What I find insulting is that what is happening in Syria is referred to as a “civil war.” It is none other than a revolution of the people. While it is true that the regime in Syria is mainly composed of the Alawite sect, not all Alawites support it; I have many Alawite friends who are working with the revolution—Christians and Druze, too. For the past 40 years, the regime has worked behind the scenes to make minorities believe the rest of our society threatens them and only the regime is there to protect them. That is why many Christians, for example, do not support the revolution; they fear Islamists will come to control the country.
It is therefore essential to hold onto the term “revolution,” which is a positive one, associated with hope, faith and dreams…
In the beginning, however, there wasn’t the slightest hint of sectarianism in the struggle. The mukhabarrat (secret police) tried to turn it; that was their best strategy to destroy a united nonviolent uprising.
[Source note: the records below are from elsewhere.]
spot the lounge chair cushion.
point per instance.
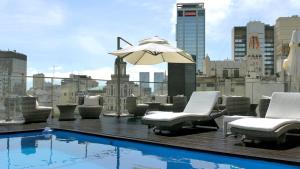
(169, 116)
(202, 102)
(261, 124)
(284, 106)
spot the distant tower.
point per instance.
(159, 78)
(38, 81)
(126, 88)
(190, 36)
(144, 77)
(254, 58)
(190, 30)
(242, 42)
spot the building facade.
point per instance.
(75, 86)
(160, 83)
(13, 69)
(126, 89)
(242, 37)
(144, 79)
(38, 81)
(190, 30)
(190, 36)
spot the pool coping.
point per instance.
(289, 162)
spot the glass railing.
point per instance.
(53, 91)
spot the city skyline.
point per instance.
(76, 37)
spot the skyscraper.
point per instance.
(144, 79)
(159, 78)
(13, 69)
(38, 81)
(283, 32)
(190, 36)
(190, 30)
(242, 37)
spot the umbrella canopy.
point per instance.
(153, 51)
(292, 63)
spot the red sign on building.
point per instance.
(190, 13)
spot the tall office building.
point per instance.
(38, 81)
(144, 79)
(190, 30)
(190, 36)
(283, 32)
(126, 88)
(13, 69)
(242, 37)
(159, 79)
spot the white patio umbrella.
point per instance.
(292, 63)
(152, 51)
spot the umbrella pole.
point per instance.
(118, 80)
(118, 89)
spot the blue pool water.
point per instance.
(69, 150)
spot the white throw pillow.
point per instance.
(91, 100)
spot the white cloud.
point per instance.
(101, 73)
(30, 14)
(90, 44)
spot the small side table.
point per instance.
(227, 119)
(66, 111)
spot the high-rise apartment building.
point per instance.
(159, 79)
(241, 40)
(283, 32)
(144, 79)
(190, 30)
(126, 89)
(13, 69)
(190, 36)
(38, 81)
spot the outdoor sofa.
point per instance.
(198, 111)
(32, 112)
(283, 115)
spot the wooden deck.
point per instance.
(199, 139)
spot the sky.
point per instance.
(61, 37)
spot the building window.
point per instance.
(225, 73)
(179, 13)
(210, 85)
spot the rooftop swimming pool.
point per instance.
(69, 150)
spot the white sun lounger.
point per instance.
(282, 116)
(198, 110)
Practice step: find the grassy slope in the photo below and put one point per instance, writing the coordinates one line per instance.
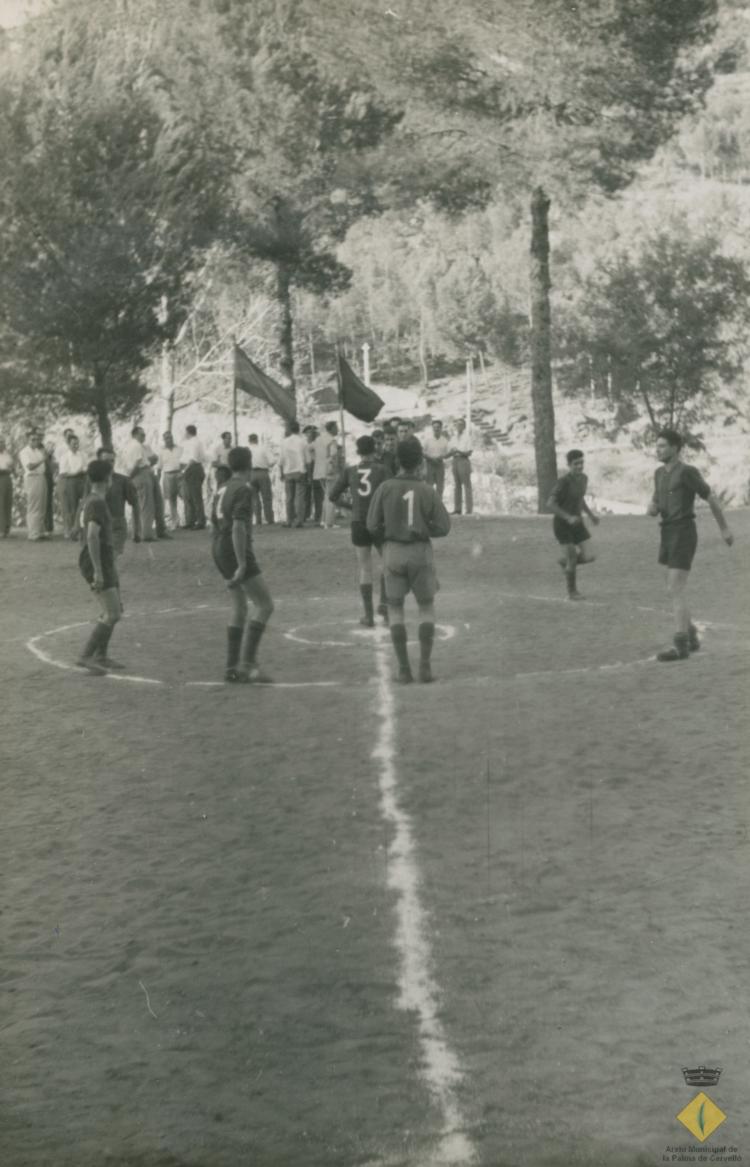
(582, 840)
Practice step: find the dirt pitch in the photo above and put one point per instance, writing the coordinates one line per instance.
(201, 899)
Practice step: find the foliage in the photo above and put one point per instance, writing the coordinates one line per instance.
(106, 205)
(660, 320)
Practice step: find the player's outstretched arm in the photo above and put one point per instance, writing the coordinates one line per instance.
(239, 543)
(587, 510)
(719, 515)
(338, 488)
(93, 544)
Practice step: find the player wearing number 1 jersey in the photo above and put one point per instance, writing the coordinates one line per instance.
(407, 514)
(362, 481)
(236, 560)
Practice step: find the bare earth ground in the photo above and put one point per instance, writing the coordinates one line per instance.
(197, 935)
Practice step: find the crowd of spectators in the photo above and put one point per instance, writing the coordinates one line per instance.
(172, 487)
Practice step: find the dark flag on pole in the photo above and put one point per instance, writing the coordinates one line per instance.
(253, 381)
(355, 396)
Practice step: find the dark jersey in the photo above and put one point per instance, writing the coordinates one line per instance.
(407, 510)
(233, 503)
(569, 493)
(361, 481)
(388, 462)
(95, 510)
(121, 490)
(674, 489)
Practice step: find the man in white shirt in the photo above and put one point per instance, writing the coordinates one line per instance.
(260, 481)
(71, 482)
(461, 451)
(170, 474)
(6, 490)
(159, 498)
(294, 460)
(137, 466)
(193, 479)
(436, 448)
(33, 459)
(333, 468)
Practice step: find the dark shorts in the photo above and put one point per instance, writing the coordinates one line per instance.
(409, 567)
(361, 536)
(568, 532)
(109, 571)
(226, 560)
(678, 545)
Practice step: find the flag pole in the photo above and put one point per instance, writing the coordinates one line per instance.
(469, 379)
(341, 405)
(235, 390)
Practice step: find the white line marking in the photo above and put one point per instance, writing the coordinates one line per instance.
(418, 989)
(273, 684)
(552, 599)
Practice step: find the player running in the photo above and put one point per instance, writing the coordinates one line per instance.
(674, 489)
(236, 560)
(362, 481)
(98, 568)
(405, 514)
(567, 502)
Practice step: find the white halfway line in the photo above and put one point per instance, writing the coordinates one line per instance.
(33, 647)
(418, 989)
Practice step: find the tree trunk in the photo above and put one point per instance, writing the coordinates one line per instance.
(422, 358)
(541, 349)
(286, 330)
(100, 409)
(167, 390)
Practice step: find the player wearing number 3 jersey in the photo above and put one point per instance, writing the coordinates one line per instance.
(361, 481)
(406, 514)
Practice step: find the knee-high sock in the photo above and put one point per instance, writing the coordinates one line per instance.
(398, 636)
(251, 641)
(426, 640)
(366, 599)
(233, 641)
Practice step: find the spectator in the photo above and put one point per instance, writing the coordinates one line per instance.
(71, 482)
(321, 451)
(461, 451)
(159, 498)
(387, 456)
(435, 448)
(50, 470)
(260, 481)
(293, 463)
(170, 475)
(33, 459)
(120, 490)
(221, 451)
(6, 490)
(333, 468)
(312, 502)
(193, 477)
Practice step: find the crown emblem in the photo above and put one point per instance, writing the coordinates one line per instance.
(701, 1076)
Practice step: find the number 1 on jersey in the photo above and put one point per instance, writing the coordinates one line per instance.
(408, 498)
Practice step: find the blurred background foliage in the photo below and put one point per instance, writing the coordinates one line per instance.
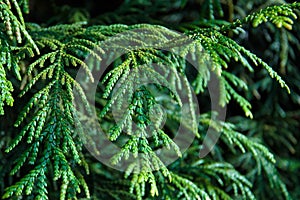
(276, 114)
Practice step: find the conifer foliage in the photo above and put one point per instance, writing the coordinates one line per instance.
(46, 111)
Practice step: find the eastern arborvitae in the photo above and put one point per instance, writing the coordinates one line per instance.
(49, 140)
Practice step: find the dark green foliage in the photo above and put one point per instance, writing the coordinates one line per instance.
(43, 155)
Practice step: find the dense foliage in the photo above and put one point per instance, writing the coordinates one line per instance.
(46, 113)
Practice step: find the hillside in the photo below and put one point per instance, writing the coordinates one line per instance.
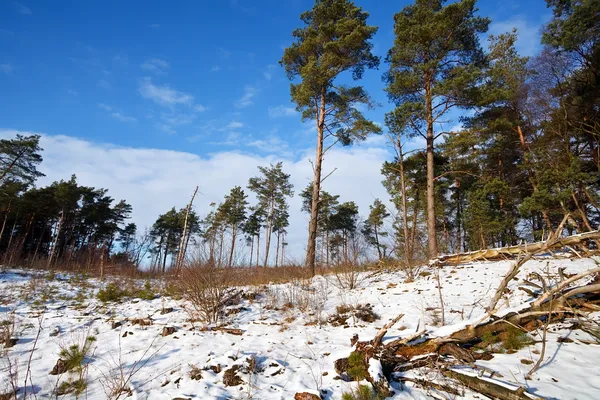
(289, 337)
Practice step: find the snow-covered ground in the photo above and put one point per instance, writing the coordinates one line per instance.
(292, 351)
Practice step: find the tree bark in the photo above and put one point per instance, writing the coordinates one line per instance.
(55, 239)
(277, 249)
(233, 237)
(314, 209)
(269, 230)
(183, 242)
(431, 228)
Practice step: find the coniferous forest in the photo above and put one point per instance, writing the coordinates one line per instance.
(522, 155)
(471, 269)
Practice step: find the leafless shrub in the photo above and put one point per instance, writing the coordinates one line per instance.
(205, 287)
(7, 331)
(360, 312)
(348, 276)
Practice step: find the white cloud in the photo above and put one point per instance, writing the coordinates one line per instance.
(156, 66)
(282, 111)
(103, 84)
(529, 32)
(21, 8)
(6, 68)
(268, 72)
(168, 177)
(165, 128)
(235, 125)
(163, 95)
(246, 100)
(116, 114)
(271, 145)
(123, 118)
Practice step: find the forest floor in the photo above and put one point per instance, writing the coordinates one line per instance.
(291, 335)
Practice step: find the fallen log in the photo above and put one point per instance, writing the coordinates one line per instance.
(231, 331)
(512, 251)
(491, 389)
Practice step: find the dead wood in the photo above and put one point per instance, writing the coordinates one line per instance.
(231, 331)
(489, 388)
(433, 385)
(512, 251)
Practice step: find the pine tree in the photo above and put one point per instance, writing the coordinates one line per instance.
(335, 39)
(234, 211)
(271, 189)
(435, 65)
(19, 158)
(372, 227)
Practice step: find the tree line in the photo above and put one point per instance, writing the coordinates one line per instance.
(525, 154)
(522, 154)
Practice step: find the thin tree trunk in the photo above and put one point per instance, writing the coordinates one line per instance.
(4, 223)
(277, 250)
(431, 220)
(55, 239)
(283, 250)
(408, 243)
(164, 267)
(233, 237)
(251, 249)
(183, 243)
(269, 230)
(327, 259)
(533, 176)
(12, 234)
(221, 247)
(314, 209)
(377, 243)
(257, 247)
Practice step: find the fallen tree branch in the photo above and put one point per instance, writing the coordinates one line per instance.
(511, 251)
(490, 388)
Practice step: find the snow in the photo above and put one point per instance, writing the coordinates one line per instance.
(293, 353)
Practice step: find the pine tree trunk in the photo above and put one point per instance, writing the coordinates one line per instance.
(431, 229)
(277, 250)
(283, 250)
(164, 266)
(326, 248)
(55, 239)
(257, 247)
(183, 242)
(458, 218)
(12, 234)
(269, 230)
(314, 209)
(408, 239)
(220, 264)
(4, 223)
(251, 249)
(377, 243)
(233, 237)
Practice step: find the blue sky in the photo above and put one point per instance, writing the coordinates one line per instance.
(121, 89)
(198, 76)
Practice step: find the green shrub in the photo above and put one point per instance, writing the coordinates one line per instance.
(147, 293)
(363, 392)
(76, 387)
(514, 339)
(357, 369)
(112, 292)
(74, 355)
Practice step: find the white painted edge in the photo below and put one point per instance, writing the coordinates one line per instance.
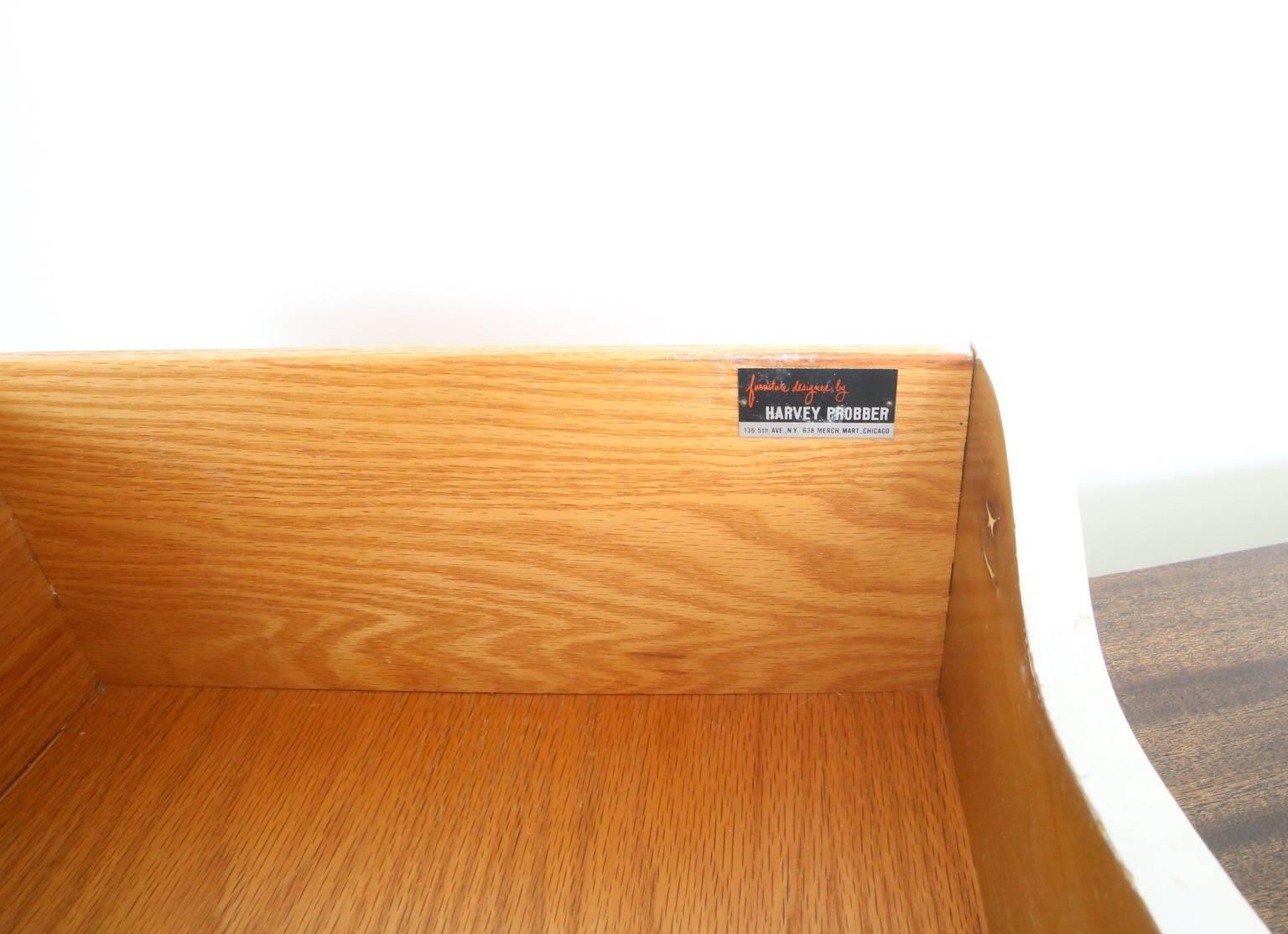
(1179, 879)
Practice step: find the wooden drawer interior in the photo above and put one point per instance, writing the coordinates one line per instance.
(523, 641)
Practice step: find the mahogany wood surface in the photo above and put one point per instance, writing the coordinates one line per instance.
(1198, 652)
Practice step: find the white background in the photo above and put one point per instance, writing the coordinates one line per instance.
(1098, 186)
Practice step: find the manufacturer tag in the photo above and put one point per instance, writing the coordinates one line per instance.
(805, 402)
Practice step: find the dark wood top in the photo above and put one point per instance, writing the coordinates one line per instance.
(1198, 653)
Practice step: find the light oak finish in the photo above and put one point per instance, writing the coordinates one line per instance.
(483, 521)
(209, 809)
(1071, 828)
(44, 677)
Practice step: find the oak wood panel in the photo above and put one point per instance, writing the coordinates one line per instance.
(204, 809)
(483, 521)
(1071, 828)
(1198, 653)
(44, 677)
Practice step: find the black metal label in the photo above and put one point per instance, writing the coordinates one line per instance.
(805, 402)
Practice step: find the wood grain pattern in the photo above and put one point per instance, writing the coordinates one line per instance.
(1071, 828)
(482, 521)
(44, 677)
(1198, 653)
(214, 809)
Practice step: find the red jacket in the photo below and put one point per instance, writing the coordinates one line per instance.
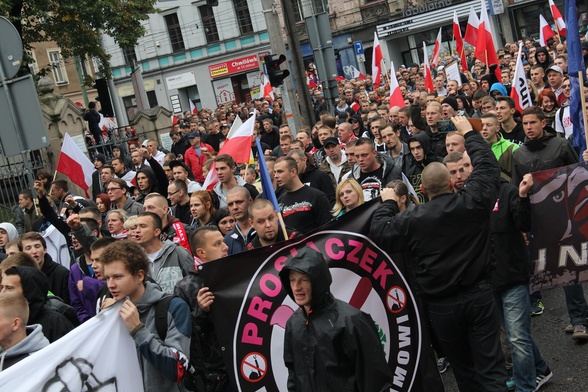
(194, 162)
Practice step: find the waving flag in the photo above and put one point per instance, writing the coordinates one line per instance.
(576, 70)
(437, 50)
(99, 355)
(75, 164)
(560, 24)
(377, 58)
(428, 77)
(396, 98)
(545, 31)
(472, 28)
(520, 88)
(459, 42)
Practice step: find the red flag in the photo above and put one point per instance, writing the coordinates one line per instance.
(193, 108)
(520, 88)
(560, 24)
(377, 58)
(437, 50)
(545, 31)
(472, 28)
(485, 51)
(357, 74)
(428, 77)
(459, 42)
(396, 98)
(75, 164)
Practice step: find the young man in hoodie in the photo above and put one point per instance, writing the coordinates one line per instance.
(17, 340)
(162, 361)
(346, 336)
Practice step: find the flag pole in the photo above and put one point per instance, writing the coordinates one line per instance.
(583, 95)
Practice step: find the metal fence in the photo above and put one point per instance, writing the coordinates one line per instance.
(13, 179)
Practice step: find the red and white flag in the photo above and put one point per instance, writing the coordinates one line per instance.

They needed to justify their brutality, so they wanted people to carry weapons. They encouraged sectarianism, and they may have succeeded to an extent: the more the struggle goes on, the higher it risks slipping towards sectarian division. But I believe this is only temporary. The divisions will gradually disappear once the regime goes down.
It is therefore essential to hold onto the term “revolution,” which is a positive one, associated with hope, faith, and dreams of a better life and future. It means overthrowing any power that controls the people, and so it is a constant threat to any regime holding on to power, anywhere in the world. I think the Syrian revolution and the Arab Spring represent threats not only to the dictators but also to other regimes, because their success would show all the people of the world that they have power. The Occupy Wall Street movement is waging a similar struggle against Western banks and corporations, and in contrast to the U.S. democratic system the media tout, the American police were brutal—because the corporations in power were scared.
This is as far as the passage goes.